In Krisenzeiten wird die Glaskugel gerne wieder aus dem Fundus geholt und man erhofft sich, Gewissheit über die Zukunft zu erlangen, konkrete Aussagen darüber, wie die Welt danach aussehen wird und wann man endlich wieder zum Preisschnapsen ins Wirtshaus darf. Um im Futur exakt (Futur II) zu sprechen: Wie wird uns Corona in einem halben Jahr in Erinnerung geblieben sein? Oder, um im Futur unexakt (Heidi Klum I) zu sprechen: Wie wird uns Corona in Erinnerung geblieben sein hatte?

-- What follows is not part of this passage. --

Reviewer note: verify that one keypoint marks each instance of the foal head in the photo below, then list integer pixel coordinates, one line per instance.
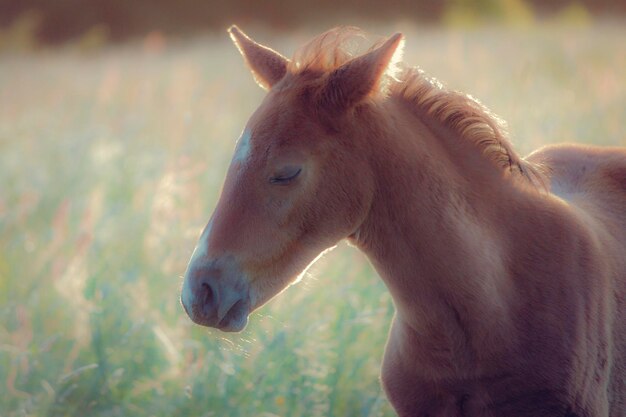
(299, 182)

Hier muss ich Herrn Horx loben, denn so eine Re-Gnose kann, aus psychohygienischer Sicht, sehr erfrischend sein. So werden wir uns an eine Zeit zurückerinnern, die uns ein wenig unreal, einem Traum gleich, vorkommt. Wie die 1970er-Jahre mit ihren psychodelischen Farben, LSD und den Schlaghosen unverkennbar sind, werden das pickelig-ruckelnde Skype-Bild, Antidepressiva und die Mundschutzmasken als Look der 2020er in Erinnerung bleiben. Menschen werden ihre Scheu vor Videokonferenzen abgelegt und erkannt haben, dass Smartphones auch eine versteckte Funktion haben: Telefonieren. Vor allem wird man sehen, dass man von der Wirtschaft eine Auszeit nehmen kann, ohne dass wir alle auf der Stelle tot umfallen, die Gesellschaft resilienter ist als wir gedacht hätten und tatsächlich in Notzeiten, zumindest für eine kurze Zeit, solidarisch sein kann. Und das ist der wohl schönste Erkenntnisgewinn aus dieser Zeit.

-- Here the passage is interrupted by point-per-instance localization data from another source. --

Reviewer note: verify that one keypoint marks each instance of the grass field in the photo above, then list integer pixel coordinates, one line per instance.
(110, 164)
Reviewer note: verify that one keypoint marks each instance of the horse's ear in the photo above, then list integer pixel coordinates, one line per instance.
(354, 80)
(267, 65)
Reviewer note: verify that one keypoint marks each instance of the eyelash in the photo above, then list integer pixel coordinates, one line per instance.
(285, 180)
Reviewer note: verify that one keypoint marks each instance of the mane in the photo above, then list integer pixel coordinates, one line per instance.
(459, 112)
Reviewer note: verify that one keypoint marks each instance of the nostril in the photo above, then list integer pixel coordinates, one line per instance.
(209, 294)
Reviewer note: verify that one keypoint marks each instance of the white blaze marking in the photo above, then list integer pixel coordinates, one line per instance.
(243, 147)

Man wird auch kritisieren, dass all die Maßnahmen rückblickend überhaupt nicht nötig gewesen wären, wird merken, dass weder Klimawandel noch Flüchtlingskrise oder chronische Rückenschmerzen während der Corona-Krise pausiert haben, sondern einfach zu unbedeutend für die Berichterstattung waren. Und dass es in Österreich etwas Mächtigeres geben kann als Seilbahnbetreiber.
Da der Mensch gleichsam ein vernunftbegabtes wie auch vergessliches Wesen ist, wird sich die Welt nach einer Zeit aber wohl genau dort weiterdrehen, wo sie vor der Krise scheinbar damit aufgehört hat. Bis jemand in der U-Bahn hustet und es zum kollektiven Flash-Back kommt. Und man wird erkannt haben, dass Virologen und Statistiker mitunter auch Glaskugeln zurate ziehen. Übrigens: Fliegende Autos wird es in einem Jahr nicht geben. Facebook allerdings schon. Und das nächste Mal fragt bitte mich!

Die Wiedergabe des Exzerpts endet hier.